A ideia da Periferia Brasileira de Letras (PBL) nasceu a partir de investigações que o Ecomuseu de Manguinhos/Redeccap fez sobre literatura e formação cidadã em parceria com a Cooperação Social da Fiocruz. Podemos dizer que a existência de novos autores vindos das periferias interfere na esfera pública? E quando aumentam os leitores nessas mesmas periferias, é possível dizer que serão melhores as condições para o exercício da cidadania? A resposta para as duas perguntas é sim. Mas não é tão simples. Mais autores e mais leitores periféricos não resolvem os problemas relacionados à saneamento básico ou de segurança pública, para ficar com dois exemplos. Porém – e isso é possível afirmar – trata-se de um direito acessar e criar literatura. Um direito humano, como diria o sociólogo Antônio Cândido.
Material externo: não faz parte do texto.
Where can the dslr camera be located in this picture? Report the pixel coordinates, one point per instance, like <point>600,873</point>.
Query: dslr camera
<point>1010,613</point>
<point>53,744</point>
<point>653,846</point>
A escrita na história da humanidade determina lugares de poder, de quem tem suas narrativas contadas, impressas e distribuídas. A literatura nos territórios populares muitas das vezes não encontra modos de se materializar devido à falta de acesso aos livros, ao hábito da leitura e ao incentivo à criação literária. Afinal, quem tem direito ao ócio para a escrita criativa numa sociedade de capitalismo periférico? Dado que é necessário existir políticas públicas para suprir essas demandas sobre o universo da leitura nos territórios periféricos, e que tais políticas públicas ganham força reivindicatória a partir da participação popular, a Cooperação Social da Fiocruz – que trabalha com modos de aumentar democracia em favelas – se fez parceira do Ecomuseu de Manguinhos, e desenhou um projeto que pudesse lidar, simultaneamente, com oito regiões metropolitanas do Brasil. É quando a PBL se materializa como um projeto da Cooperação Social da Fiocruz.
Como o livro, a leitura e a literatura encontraram meios de mobilizar pessoas nos territórios de favelas e periferias? Isso tem acontecido em muitas e muitas favelas brasileiras. Aí moram as pistas sobre novos modos de participação popular no espaço público. Além da compreensão de que a escrita, especificamente a escrita periférica, ao existir ajuda a ocupar o imaginário das pessoas com histórias normalmente invisibilizadas, é importante entender também a força de organização popular que a literatura tem promovido.
Com a PBL se identificou que os coletivos e grupos literários nas favelas são um tipo de sujeito político arejado e instigante. Olhem para as rodas de slam, para os saraus, para os clubes de leitura. Fortalecê-los, ajudando na formação de uma rede entre eles, significa aumentar suas capacidades para interlocução com o poder público:
esse é o coração do projeto Periferia Brasileira de Letras. Em suma, a PBL propõe a criação de uma rede de coletivos literários em 8 capitais brasileiras (Rio de Janeiro, São Paulo, Belo Horizonte, Porto Alegre, Brasília, Fortaleza, Salvador e Recife) para reivindicação de políticas públicas no campo da leitura, livro e literatura adequadas às demandas por direitos dos seus territórios.
Imagem: Acervo PBL
Para isto, os coletivos literários participarão durante quatro meses de encontros virtuais divididos em três etapas: 1) Curso para a rede PBL ampliar sua participação na construção de políticas públicas sobre o livro, leitura e literatura para territórios periféricos; 2) Produção de um documentário que registre a experiência dos coletivos e que registre a diversidade literária produzida em diversas regiões do Brasil; 3) Criação de um Fórum e a construção de uma agenda coletiva de articulação política e cultural da rede Periferia Brasileira de Letras para 2023. O projeto tem também o objetivo de colaborar para o aprofundamento de um campo que seja agregador das diversas literaturas existentes no Brasil, dando visibilidade aos coletivos e grupos participantes dessa rede e, mais ainda, à diversidade da produção da criação literária de favela e periferia. Com exposições, residências literárias, rodas de leitura, publicação de livros e festivais culturais, a Cooperação Social da Fiocruz e o Ecomuseu de Manguinhos demonstraram, ao longo da última década, que as classes populares não apenas fazem boa literatura, como querem mais, querem para si o direito de contar sua história a partir da sua própria perspectiva, sendo desta vez autores e não apenas personagens – estes, muitas vezes estereotipados pela visão do outro. Acreditamos que este movimento, que se instaura sob o nome Periferia Brasileira de Letras, pode contribuir para o debate público sobre a importância da democratização do livro, da leitura e literatura brasileira. A leitura é indispensável para se estar no mundo. Não apenas a leitura das palavras impressas no papel, mas ainda as narrativas que nos atravessam cotidianamente em jornais, redes sociais, novelas, filmes, entre outros meios. Saber ler é imprescindível para o exercício da nossa cidadania.